Sjef Barbiers benoemd tot wetenschappelijk directeur: ‘LUCL is uniek in de wereld’
Het LUCL heeft een nieuwe wetenschappelijk directeur. Hoogleraar Sjef Barbiers heeft per 1 januari het stokje overgenomen van Lisa Cheng. ‘Dit is een mooie kans om bij te dragen aan een mooi instituut.’
Als hoogleraar Nederlandse taalkunde en directeur van het Centre for Digital Humanities heeft Barbiers zich de afgelopen jaren ingezet voor digitaal onderzoek. ‘Taalkunde ligt van oudsher dicht tegen de Digital Humanities aan, dus het is logisch om daar interesse in te hebben als taalkundige’, vertelt hij. ‘Daar komt bij dat dit het gebied is waar op dit moment de grote ontwikkelingen plaatsvinden.’

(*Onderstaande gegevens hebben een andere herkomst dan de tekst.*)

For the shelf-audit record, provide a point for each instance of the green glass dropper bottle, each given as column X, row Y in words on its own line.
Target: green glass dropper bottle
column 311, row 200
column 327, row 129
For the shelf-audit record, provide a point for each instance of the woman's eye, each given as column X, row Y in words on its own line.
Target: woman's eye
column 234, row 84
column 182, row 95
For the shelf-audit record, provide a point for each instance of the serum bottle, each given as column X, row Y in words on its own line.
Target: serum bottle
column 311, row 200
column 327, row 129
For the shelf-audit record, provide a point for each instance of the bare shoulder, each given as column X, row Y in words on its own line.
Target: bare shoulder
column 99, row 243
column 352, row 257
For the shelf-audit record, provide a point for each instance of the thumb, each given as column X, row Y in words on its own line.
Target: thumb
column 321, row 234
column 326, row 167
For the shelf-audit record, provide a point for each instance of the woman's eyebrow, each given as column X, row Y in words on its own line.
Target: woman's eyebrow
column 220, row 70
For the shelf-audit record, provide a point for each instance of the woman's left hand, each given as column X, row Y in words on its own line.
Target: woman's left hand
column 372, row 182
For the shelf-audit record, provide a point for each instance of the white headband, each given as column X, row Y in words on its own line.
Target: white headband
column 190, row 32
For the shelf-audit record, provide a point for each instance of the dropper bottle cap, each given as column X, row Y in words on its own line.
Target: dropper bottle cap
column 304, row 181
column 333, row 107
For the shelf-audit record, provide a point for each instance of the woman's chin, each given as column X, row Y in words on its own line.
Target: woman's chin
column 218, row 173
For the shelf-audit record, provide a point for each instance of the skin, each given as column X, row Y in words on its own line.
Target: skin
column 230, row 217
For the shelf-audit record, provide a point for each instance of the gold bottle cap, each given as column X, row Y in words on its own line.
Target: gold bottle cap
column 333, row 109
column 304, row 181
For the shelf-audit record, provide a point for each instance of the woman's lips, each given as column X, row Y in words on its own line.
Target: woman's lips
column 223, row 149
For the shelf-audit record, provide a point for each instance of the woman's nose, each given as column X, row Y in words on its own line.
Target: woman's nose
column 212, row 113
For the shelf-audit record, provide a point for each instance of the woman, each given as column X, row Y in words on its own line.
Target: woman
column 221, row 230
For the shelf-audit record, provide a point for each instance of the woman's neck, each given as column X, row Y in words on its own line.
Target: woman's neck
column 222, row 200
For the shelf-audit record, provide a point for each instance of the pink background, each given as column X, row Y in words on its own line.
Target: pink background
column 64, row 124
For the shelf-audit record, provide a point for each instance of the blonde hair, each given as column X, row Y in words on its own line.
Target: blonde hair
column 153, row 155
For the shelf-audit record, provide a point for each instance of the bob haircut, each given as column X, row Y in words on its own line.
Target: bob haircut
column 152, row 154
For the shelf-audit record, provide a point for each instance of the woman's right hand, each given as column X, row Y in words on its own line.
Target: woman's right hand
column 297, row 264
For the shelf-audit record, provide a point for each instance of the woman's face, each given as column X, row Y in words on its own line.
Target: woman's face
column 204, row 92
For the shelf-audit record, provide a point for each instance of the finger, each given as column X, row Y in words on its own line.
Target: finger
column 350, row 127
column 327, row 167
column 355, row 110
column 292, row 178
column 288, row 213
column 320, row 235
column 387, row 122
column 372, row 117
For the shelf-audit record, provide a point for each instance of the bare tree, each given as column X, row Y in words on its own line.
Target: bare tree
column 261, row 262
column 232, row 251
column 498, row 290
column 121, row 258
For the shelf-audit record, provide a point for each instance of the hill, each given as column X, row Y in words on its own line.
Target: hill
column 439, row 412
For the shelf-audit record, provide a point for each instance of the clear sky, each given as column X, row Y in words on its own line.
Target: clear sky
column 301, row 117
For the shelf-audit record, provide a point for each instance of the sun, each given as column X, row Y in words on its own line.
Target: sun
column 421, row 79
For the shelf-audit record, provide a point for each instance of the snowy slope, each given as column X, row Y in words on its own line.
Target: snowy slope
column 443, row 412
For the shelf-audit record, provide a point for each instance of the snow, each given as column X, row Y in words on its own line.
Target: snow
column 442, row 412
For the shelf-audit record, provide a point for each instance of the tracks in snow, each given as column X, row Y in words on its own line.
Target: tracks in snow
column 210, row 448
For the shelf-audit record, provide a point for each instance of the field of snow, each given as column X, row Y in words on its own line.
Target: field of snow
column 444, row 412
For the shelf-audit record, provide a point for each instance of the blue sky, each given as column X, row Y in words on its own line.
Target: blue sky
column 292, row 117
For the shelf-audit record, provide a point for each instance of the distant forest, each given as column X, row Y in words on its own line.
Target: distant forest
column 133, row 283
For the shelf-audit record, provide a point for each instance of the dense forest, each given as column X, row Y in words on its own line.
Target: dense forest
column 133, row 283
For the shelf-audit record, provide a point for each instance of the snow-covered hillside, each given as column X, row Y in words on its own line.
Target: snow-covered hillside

Inzetten op digitalisering
Ook als wetenschappelijk directeur zal hij de digitale wetenschap daarom tot een van zijn speerpunten maken. ‘Onder mijn voorganger Lisa is het al een speerpunt geworden om ruimte te geven aan computationele linguïstiek en artificiële intelligentie, ook omdat deze onderzoeksgebieden belangrijk zijn voor alle andere onderzoeksrichtingen in het instituut. Zo is er een master Computationele Linguïstiek gestart en komt er vrijwel zeker een bachelortrack. Ik wil die ontwikkeling in elk geval sterk stimuleren.’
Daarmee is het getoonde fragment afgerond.